Damit zeigt sich für die gesamte Branche drastisch ein neues Risiko, nämlich die Qualitätsprobleme bei den Zulieferern. Betroffen davon sind inzwischen BMW, Mercedes-Benz und die Volkswagen-Tochter Audi. Auch Zulieferer wie beispielsweise Bosch, Continental oder ZF Friedrichshafen müssen nämlich erheblich sparen, haben ebenfalls Entlassungen angekündigt und teilweise ihren Geschäftsausblick reduziert.

ZF Friedrichshafen senkte beispielsweise vor kurzem die Gewinn- und Umsatzprognose.

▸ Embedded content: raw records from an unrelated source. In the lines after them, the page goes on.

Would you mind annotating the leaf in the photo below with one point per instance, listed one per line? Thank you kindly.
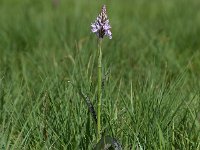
(108, 143)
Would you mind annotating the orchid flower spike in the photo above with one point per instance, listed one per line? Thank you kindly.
(101, 25)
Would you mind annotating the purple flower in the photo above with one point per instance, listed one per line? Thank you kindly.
(101, 25)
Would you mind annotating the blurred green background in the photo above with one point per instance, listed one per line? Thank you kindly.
(153, 59)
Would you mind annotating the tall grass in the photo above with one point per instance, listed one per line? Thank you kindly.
(151, 95)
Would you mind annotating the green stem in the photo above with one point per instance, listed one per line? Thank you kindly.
(99, 90)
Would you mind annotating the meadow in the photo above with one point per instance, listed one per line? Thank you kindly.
(151, 68)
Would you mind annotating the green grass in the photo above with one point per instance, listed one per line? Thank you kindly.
(151, 96)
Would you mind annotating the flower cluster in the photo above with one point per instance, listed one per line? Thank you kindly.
(101, 25)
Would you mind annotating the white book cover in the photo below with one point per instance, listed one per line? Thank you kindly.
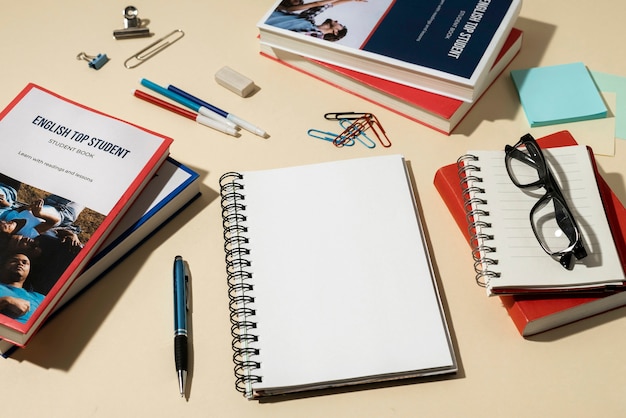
(445, 47)
(69, 173)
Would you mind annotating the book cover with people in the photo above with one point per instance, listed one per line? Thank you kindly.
(446, 47)
(68, 175)
(170, 190)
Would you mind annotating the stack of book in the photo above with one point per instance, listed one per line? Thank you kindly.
(428, 61)
(493, 214)
(81, 190)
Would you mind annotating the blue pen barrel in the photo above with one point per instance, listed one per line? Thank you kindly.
(180, 298)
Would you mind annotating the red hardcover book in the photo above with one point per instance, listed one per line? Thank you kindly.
(532, 314)
(436, 111)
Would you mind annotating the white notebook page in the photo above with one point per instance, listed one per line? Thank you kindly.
(343, 285)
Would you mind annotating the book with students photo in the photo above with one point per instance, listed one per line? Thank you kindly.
(169, 191)
(535, 313)
(445, 47)
(69, 175)
(439, 112)
(331, 284)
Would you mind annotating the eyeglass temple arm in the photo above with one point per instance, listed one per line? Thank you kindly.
(520, 156)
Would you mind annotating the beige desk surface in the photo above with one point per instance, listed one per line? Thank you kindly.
(110, 353)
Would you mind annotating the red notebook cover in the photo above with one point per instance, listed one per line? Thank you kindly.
(533, 314)
(438, 104)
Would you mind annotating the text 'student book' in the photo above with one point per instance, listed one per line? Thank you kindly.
(330, 278)
(444, 47)
(170, 190)
(535, 313)
(439, 112)
(68, 176)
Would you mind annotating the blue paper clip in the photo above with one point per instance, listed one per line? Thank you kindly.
(327, 136)
(348, 126)
(94, 62)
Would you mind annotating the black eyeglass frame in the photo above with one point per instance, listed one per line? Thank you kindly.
(535, 158)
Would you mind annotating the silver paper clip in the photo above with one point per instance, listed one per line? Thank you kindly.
(359, 136)
(153, 49)
(327, 136)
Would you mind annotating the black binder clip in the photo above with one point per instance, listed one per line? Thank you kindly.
(133, 26)
(94, 62)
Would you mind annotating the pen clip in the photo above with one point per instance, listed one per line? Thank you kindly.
(186, 275)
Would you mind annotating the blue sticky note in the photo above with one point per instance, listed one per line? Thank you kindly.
(558, 94)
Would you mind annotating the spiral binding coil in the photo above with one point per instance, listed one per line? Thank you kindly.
(239, 279)
(477, 219)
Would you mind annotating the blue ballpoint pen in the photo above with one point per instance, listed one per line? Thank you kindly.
(181, 283)
(209, 113)
(229, 116)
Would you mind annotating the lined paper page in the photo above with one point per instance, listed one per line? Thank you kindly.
(521, 260)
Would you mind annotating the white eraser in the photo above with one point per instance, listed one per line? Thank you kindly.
(235, 82)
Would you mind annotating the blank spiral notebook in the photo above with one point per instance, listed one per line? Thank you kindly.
(330, 278)
(510, 259)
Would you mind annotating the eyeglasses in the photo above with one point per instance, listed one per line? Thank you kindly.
(551, 219)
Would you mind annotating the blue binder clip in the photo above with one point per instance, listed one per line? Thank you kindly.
(94, 62)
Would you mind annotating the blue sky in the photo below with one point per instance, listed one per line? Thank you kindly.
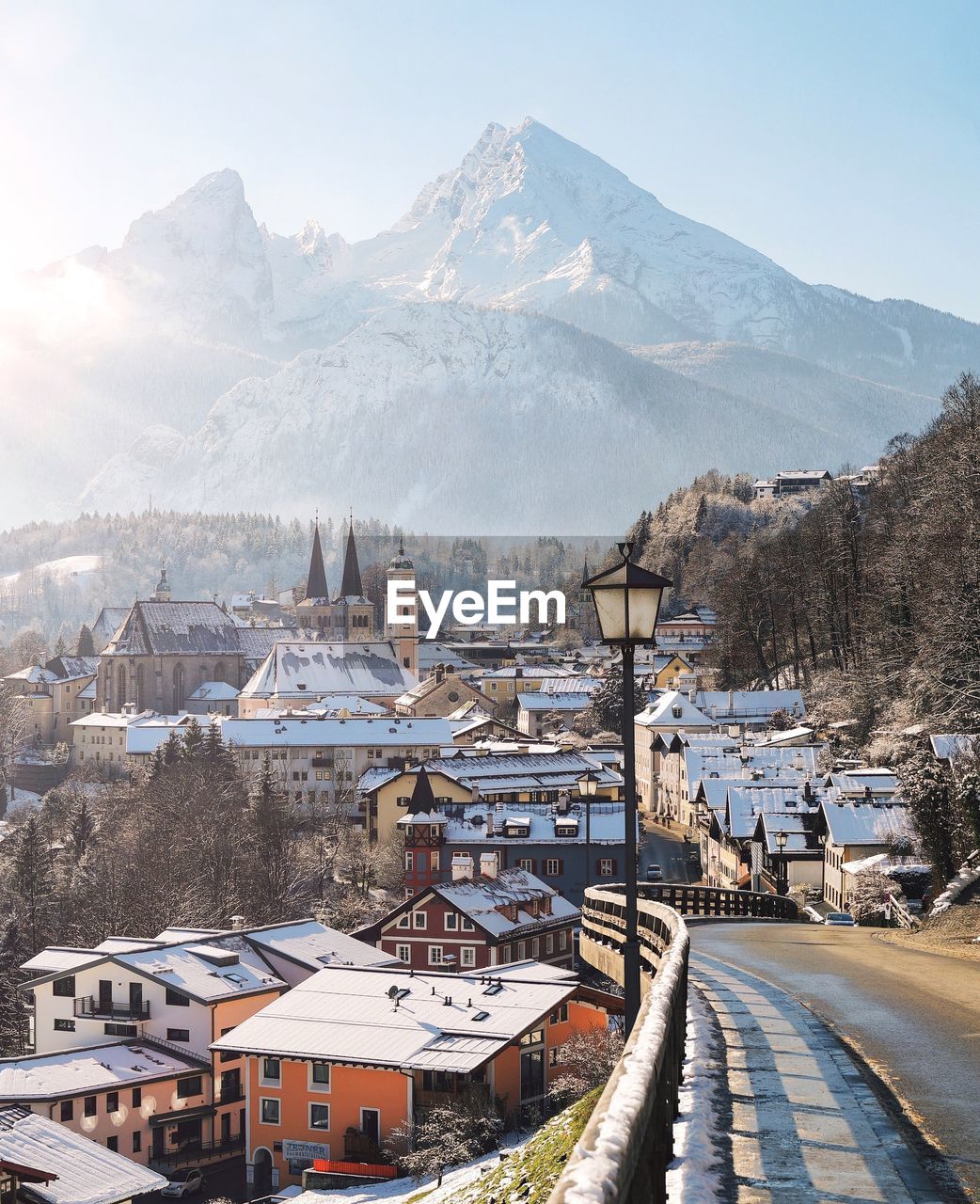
(841, 138)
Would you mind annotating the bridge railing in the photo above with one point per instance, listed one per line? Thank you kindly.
(719, 901)
(627, 1144)
(624, 1152)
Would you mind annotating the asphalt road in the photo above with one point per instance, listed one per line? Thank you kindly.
(667, 851)
(915, 1016)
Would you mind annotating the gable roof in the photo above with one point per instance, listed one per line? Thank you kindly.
(87, 1173)
(304, 669)
(347, 1015)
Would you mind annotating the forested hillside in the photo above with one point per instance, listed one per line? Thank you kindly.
(871, 603)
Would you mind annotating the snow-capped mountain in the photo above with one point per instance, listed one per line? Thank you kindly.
(466, 329)
(490, 418)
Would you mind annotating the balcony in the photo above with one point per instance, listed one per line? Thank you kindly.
(91, 1008)
(194, 1152)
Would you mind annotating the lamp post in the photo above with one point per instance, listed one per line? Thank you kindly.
(588, 784)
(782, 881)
(627, 602)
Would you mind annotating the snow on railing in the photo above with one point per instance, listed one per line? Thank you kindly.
(955, 886)
(624, 1151)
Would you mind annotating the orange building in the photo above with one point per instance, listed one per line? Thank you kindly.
(352, 1054)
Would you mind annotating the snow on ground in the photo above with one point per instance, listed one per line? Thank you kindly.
(955, 886)
(695, 1174)
(400, 1191)
(68, 566)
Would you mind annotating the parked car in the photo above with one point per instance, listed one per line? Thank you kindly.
(184, 1182)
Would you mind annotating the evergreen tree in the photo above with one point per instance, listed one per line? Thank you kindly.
(31, 881)
(194, 742)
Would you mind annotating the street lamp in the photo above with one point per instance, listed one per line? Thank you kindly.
(627, 602)
(781, 843)
(588, 784)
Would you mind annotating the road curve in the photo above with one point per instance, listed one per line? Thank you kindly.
(914, 1015)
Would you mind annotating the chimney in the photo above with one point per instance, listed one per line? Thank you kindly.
(463, 867)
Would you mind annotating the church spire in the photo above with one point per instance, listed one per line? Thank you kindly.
(351, 581)
(316, 579)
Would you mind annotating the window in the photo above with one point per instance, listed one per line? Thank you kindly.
(123, 1031)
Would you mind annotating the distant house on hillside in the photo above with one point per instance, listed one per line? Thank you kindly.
(791, 482)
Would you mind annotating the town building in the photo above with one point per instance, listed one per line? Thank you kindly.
(482, 916)
(45, 1162)
(347, 1057)
(442, 692)
(297, 673)
(121, 1032)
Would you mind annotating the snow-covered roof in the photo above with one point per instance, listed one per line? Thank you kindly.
(213, 691)
(347, 1015)
(529, 672)
(34, 674)
(863, 822)
(671, 708)
(482, 898)
(189, 968)
(312, 944)
(331, 731)
(732, 705)
(304, 670)
(545, 701)
(56, 959)
(472, 824)
(94, 1069)
(88, 1173)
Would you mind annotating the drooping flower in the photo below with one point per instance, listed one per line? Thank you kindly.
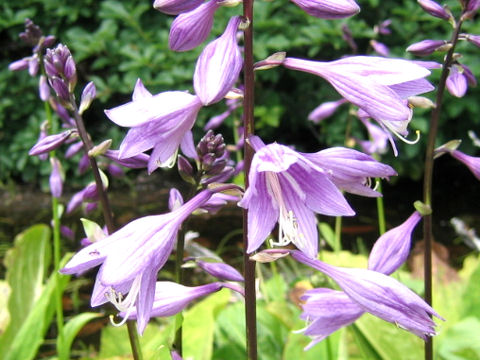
(290, 187)
(130, 259)
(219, 65)
(380, 295)
(328, 9)
(376, 85)
(190, 29)
(159, 122)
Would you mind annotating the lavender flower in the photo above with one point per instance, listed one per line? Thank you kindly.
(285, 186)
(191, 28)
(325, 110)
(380, 295)
(376, 85)
(219, 65)
(159, 122)
(328, 9)
(130, 259)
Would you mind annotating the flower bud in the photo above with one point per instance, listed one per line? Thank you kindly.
(328, 9)
(190, 29)
(434, 9)
(88, 95)
(219, 65)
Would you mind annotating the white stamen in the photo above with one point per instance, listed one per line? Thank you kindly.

Schon Ende Juli hatte das Unternehmen einen Abbau von bis zu 14 000 Stellen in Deutschland angekündigt, was rund ein Viertel aller Arbeitsplätze in Deutschland ist.

Ford und GM streichen oder verschieben Projekte

Mit Problemen ringen auch etliche andere Hersteller. In den USA haben Ford und General Motors (GM) beispielsweise neue Elektromodelle gestrichen oder die Lancierung verschoben. So hat beispielsweise Ford Ende Juli die Pläne für ein grosses elektrisches SUV ad acta gelegt, und GM hat Pläne für eine gemeinsame Batteriefabrik mit Samsung vorerst verschoben. In den USA liegt der Absatz von Elektroautos deutlich hinter Europa und vor allem China.

Eine Gewinnwarnung veröffentlichte Anfang der Woche auch Aston Martin. Die Briten sind ebenfalls von einem schwachen China-Geschäft sowie Problemen von Zulieferern betroffen. Ein Ende der Krise in der Autobranche ist derzeit nicht absehbar, die jüngsten Meldungen waren der Auftakt für einen heissen Herbst in der Autobranche. Derzeit haben viele Hersteller das Jahr abgeschrieben und hoffen auf 2025, in dem eine Konjunkturerholung beim besseren Absatz helfen könnte.